If you only have access to the database with username and password, I would create a simple script that drops the current local database and repopulate it from the freshly recovered database dump.
The script would look like this
#!/bin/bash
REMOTE_PSQL_OPTIONS="-h <remote_host> -p <remote_port> -U <remote_user>"
LOCAL_PSQL_OPTIONS="-h localhost -p <local_port> -U <local_user>"
# retrieve the database locally
echo "Remote database fetch"
pg_dump $REMOTE_PSQL_OPTIONS <remote_db_name> > /tmp/my_db.sql
# install locally
echo "Local install in temporary database"
psql $LOCAL_PSQL_OPTIONS postgres "CREATE DATABASE my_tmp_db"
psql $LOCAL_PSQL_OPTIONS my_tmp_db -f /tmp/my_db.sql
# switch databases
echo "Installing the new database version"
psql $LOCAL_PSQL_OPTIONS postgres
# backup the current local db
psql $LOCAL_PSQL_OPTIONS postgres "ALTER DATABASE current_db_name RENAME TO current_db_name_backup;"
# rename the tmp db to the expected local database name
psql $LOCAL_PSQL_OPTIONS postgres "ALTER DATABASE my_tmp_db RENAME TO current_db_name;"

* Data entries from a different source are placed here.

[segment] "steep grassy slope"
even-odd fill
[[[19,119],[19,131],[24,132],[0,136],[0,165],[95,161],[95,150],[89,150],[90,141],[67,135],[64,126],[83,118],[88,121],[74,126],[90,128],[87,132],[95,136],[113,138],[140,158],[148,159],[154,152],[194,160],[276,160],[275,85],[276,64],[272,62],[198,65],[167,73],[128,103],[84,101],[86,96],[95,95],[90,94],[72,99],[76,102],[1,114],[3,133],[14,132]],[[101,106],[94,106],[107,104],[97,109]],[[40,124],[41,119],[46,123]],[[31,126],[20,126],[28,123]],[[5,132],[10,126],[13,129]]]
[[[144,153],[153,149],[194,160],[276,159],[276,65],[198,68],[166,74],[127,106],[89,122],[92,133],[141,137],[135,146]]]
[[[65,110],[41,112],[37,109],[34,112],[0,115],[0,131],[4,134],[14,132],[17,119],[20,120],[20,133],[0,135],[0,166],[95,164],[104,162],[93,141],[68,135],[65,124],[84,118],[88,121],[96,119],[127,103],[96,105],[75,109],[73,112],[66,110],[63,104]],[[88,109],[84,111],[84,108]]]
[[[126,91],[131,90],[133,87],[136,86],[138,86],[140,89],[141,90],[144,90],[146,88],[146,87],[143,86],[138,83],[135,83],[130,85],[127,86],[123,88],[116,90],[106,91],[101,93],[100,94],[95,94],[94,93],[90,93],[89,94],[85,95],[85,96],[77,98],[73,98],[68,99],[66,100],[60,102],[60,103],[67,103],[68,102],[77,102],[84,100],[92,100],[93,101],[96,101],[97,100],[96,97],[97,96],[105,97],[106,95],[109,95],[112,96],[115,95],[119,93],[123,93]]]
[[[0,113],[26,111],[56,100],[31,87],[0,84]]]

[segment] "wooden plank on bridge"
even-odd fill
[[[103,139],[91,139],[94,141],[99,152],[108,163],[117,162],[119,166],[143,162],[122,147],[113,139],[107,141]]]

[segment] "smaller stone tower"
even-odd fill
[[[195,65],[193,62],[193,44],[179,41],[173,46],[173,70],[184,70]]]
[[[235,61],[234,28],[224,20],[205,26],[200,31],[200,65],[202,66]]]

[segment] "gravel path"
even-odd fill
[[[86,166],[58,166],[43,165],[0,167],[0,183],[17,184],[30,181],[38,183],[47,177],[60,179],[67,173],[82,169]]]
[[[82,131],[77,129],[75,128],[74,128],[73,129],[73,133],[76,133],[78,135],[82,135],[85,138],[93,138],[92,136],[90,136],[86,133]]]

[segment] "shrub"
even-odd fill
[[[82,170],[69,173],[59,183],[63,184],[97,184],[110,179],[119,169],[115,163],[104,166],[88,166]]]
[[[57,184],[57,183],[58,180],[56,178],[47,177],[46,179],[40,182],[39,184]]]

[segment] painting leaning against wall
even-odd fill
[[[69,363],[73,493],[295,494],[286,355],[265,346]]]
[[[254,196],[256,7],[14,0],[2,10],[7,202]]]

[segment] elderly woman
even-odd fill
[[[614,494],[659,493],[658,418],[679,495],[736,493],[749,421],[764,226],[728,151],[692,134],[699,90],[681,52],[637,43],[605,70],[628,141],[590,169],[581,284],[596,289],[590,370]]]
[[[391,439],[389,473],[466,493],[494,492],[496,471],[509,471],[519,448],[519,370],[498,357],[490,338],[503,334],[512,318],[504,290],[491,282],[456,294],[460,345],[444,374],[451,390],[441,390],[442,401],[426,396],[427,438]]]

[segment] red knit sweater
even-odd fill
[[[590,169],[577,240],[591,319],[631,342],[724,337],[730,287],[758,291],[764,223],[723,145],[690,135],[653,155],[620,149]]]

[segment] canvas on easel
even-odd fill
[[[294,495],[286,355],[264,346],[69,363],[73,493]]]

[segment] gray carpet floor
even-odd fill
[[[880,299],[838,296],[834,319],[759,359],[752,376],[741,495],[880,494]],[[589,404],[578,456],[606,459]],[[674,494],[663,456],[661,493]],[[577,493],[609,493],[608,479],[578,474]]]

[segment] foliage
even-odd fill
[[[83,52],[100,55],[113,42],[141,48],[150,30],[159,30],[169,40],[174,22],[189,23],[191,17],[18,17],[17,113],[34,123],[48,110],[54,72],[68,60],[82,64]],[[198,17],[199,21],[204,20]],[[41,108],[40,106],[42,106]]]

# if you trust this script, uncomment this line that clean old backups
# psql $LOCAL_PSQL_OPTIONS postgres "DROP DATABASE current_db_name_backup;"
Hope that helps.
If you could had any ssh access, you could gzip the sql dump before transfert but for now this is your only choice.
FATAL: no pg_hba.conf entry for replication connection from host. However I really need only read-only access. So I thought there would be some other way around.